None of that matters because the writer-director—and it’s hard to name another so prolific whose batting average is also so high—delivers payoffs all along, not waiting until the final act to reward us in this quasi-farce about adultery, mistaken identity, and intellectualism that's lost touch with how life is actually lived. Along the way, many of Hong’s aesthetic and thematic trademarks are gloriously on display. Shot in low-contrast monochrome with a largely stationary camera, Hong’s deadpan approach to overwrought emotion leaves one unsure if the intended result is humor or anguish—until, as usual, it becomes clear that it’s a combination of these. The overall feel, then, is typical of his work: a lowkey tragic absurdity that, in this case, conveys both the insanity and the inevitably of romantic love.

As a brilliant writer and critic who never once utters anything brilliant, Kwon Hae-yo is perfect as the head-nodding, bland center of a love quadrilateral. His smooth vacuity, ostensibly informed by emotional sobriety and a questionable sense of professionalism, is played off sharply against the three women in his life who think, feel, and intuit more deeply than he ever will. The director repeatedly uses basically the same two-shot to frame the conversations between Kwon’s character and all three of the women. The result is a sense not just of a static camera, but of a static life. Kwon seems destined to repeat the same sorts of scenes out of cowardice—and not even be aware of it.
The only moments that are not static owe themselves to Hong’s emphatic use of minimalist pans and zooms, a device he has used elsewhere and to similar effect. Your initial reaction might be that hey, this overt artifice is mannered to the point of silliness, but upon its repeated, almost rhythmic deployment, it becomes less about formal camera maneuverings and more, paradoxically, about the humanity of the characters. It’s a testament to the artfulness that it’s hard to put into words why this works but, if forced, I’d venture that the artist is helping us sense the artifice and pretense of human relationships themselves.

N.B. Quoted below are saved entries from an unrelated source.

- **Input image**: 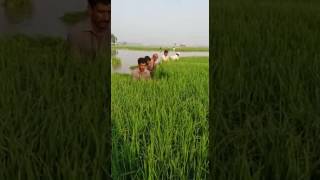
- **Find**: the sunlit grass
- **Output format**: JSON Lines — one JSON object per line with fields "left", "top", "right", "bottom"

{"left": 112, "top": 57, "right": 209, "bottom": 179}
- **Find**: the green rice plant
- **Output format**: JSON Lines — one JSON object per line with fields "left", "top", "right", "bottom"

{"left": 112, "top": 57, "right": 209, "bottom": 179}
{"left": 112, "top": 56, "right": 122, "bottom": 69}
{"left": 0, "top": 34, "right": 111, "bottom": 179}
{"left": 210, "top": 1, "right": 320, "bottom": 179}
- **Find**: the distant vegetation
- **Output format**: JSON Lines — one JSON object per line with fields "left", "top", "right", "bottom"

{"left": 114, "top": 44, "right": 209, "bottom": 52}
{"left": 3, "top": 0, "right": 31, "bottom": 8}
{"left": 2, "top": 0, "right": 33, "bottom": 23}
{"left": 111, "top": 34, "right": 117, "bottom": 44}
{"left": 60, "top": 10, "right": 87, "bottom": 25}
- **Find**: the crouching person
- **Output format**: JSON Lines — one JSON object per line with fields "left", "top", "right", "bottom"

{"left": 132, "top": 57, "right": 151, "bottom": 80}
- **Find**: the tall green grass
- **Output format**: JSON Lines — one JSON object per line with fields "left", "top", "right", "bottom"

{"left": 112, "top": 57, "right": 209, "bottom": 179}
{"left": 111, "top": 56, "right": 122, "bottom": 69}
{"left": 0, "top": 35, "right": 111, "bottom": 179}
{"left": 211, "top": 1, "right": 320, "bottom": 179}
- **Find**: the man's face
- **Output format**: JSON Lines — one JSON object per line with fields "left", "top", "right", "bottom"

{"left": 89, "top": 3, "right": 111, "bottom": 31}
{"left": 153, "top": 54, "right": 158, "bottom": 61}
{"left": 138, "top": 63, "right": 146, "bottom": 72}
{"left": 164, "top": 52, "right": 168, "bottom": 56}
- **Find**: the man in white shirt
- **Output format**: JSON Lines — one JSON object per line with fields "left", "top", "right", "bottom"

{"left": 161, "top": 50, "right": 170, "bottom": 62}
{"left": 170, "top": 52, "right": 180, "bottom": 61}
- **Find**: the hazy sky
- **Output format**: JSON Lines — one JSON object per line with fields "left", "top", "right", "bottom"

{"left": 112, "top": 0, "right": 209, "bottom": 46}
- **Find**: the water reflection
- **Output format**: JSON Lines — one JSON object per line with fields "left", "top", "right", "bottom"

{"left": 0, "top": 0, "right": 87, "bottom": 37}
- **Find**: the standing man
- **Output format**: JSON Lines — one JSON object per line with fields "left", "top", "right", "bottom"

{"left": 132, "top": 58, "right": 151, "bottom": 80}
{"left": 67, "top": 0, "right": 111, "bottom": 59}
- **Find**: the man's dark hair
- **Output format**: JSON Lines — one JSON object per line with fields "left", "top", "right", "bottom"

{"left": 88, "top": 0, "right": 110, "bottom": 8}
{"left": 144, "top": 56, "right": 151, "bottom": 62}
{"left": 138, "top": 57, "right": 146, "bottom": 65}
{"left": 164, "top": 50, "right": 168, "bottom": 53}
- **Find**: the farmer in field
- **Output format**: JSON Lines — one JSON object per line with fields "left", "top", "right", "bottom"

{"left": 67, "top": 0, "right": 111, "bottom": 59}
{"left": 132, "top": 58, "right": 151, "bottom": 80}
{"left": 161, "top": 50, "right": 170, "bottom": 62}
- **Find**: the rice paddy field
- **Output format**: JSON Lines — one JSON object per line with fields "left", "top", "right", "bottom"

{"left": 210, "top": 1, "right": 320, "bottom": 179}
{"left": 0, "top": 34, "right": 208, "bottom": 179}
{"left": 111, "top": 57, "right": 209, "bottom": 179}
{"left": 0, "top": 35, "right": 111, "bottom": 179}
{"left": 3, "top": 0, "right": 320, "bottom": 179}
{"left": 112, "top": 57, "right": 209, "bottom": 179}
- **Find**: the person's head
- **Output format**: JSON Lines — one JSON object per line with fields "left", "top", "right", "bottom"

{"left": 145, "top": 56, "right": 151, "bottom": 64}
{"left": 176, "top": 52, "right": 180, "bottom": 56}
{"left": 138, "top": 57, "right": 147, "bottom": 72}
{"left": 164, "top": 50, "right": 168, "bottom": 56}
{"left": 152, "top": 53, "right": 159, "bottom": 61}
{"left": 88, "top": 0, "right": 111, "bottom": 32}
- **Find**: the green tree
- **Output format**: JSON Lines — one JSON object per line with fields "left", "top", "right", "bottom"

{"left": 111, "top": 34, "right": 117, "bottom": 44}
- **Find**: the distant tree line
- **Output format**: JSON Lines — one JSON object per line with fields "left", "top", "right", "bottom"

{"left": 111, "top": 34, "right": 117, "bottom": 44}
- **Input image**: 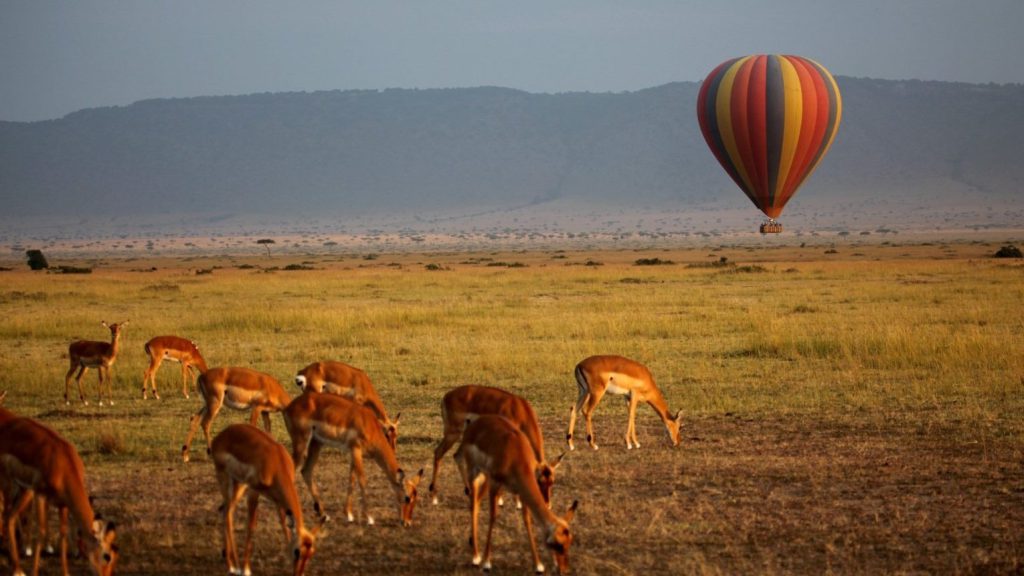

Besides, Hong knows well what Buster Keaton demonstrated way back in SHERLOCK JR: the most spectacular thing in all of film is the edit, not the shot. Here of course it’s narrative special effects we care about, not visual ones, and by the close of THE DAY AFTER the results are dazzling. Telling its story via recursive flashbacks, the film gradually comes to suggest a kind of all-time-is-right-now awareness, with the past pretty indistinguishable from a future we seem to be slouching towards none the wiser for having lived through it before. Twice I was sure that what was a flashback turned out not to be one, and flood of disorientation was wonderful.

In fact, the expert manipulations of time might obscure just how careful and effective Hong is when dealing with space, with emptiness being the keynote. In ways that are suggestive of the inner world of our protagonist, THE DAY AFTER presents its settings with a ghost-town feel that is almost eerie. Again, this sensibility is not new in terms of Hong’s body of work, but is particularly impactful this time out. Numerous scenes take place in cafes, in restaurants, and on the sidewalks of city streets—but no one else is ever visible except the one or two characters we’re focused on; no wait staff ever takes an order or delivers a drink, no other patrons are in the background or heard off-screen. In terms of a psychic landscape, this approach affirms the way that, to those in intense relationships, the outside world itself can recede as they indulge in all their private dramas and melodramas. THE DAY AFTER invites us into that realm, with all its high-stakes ridiculousness, and it’s an invitation you’ll probably want to honor.

***

THE DAY AFTER opens at the Film Society of Lincoln Center in New York on May 11, 2018.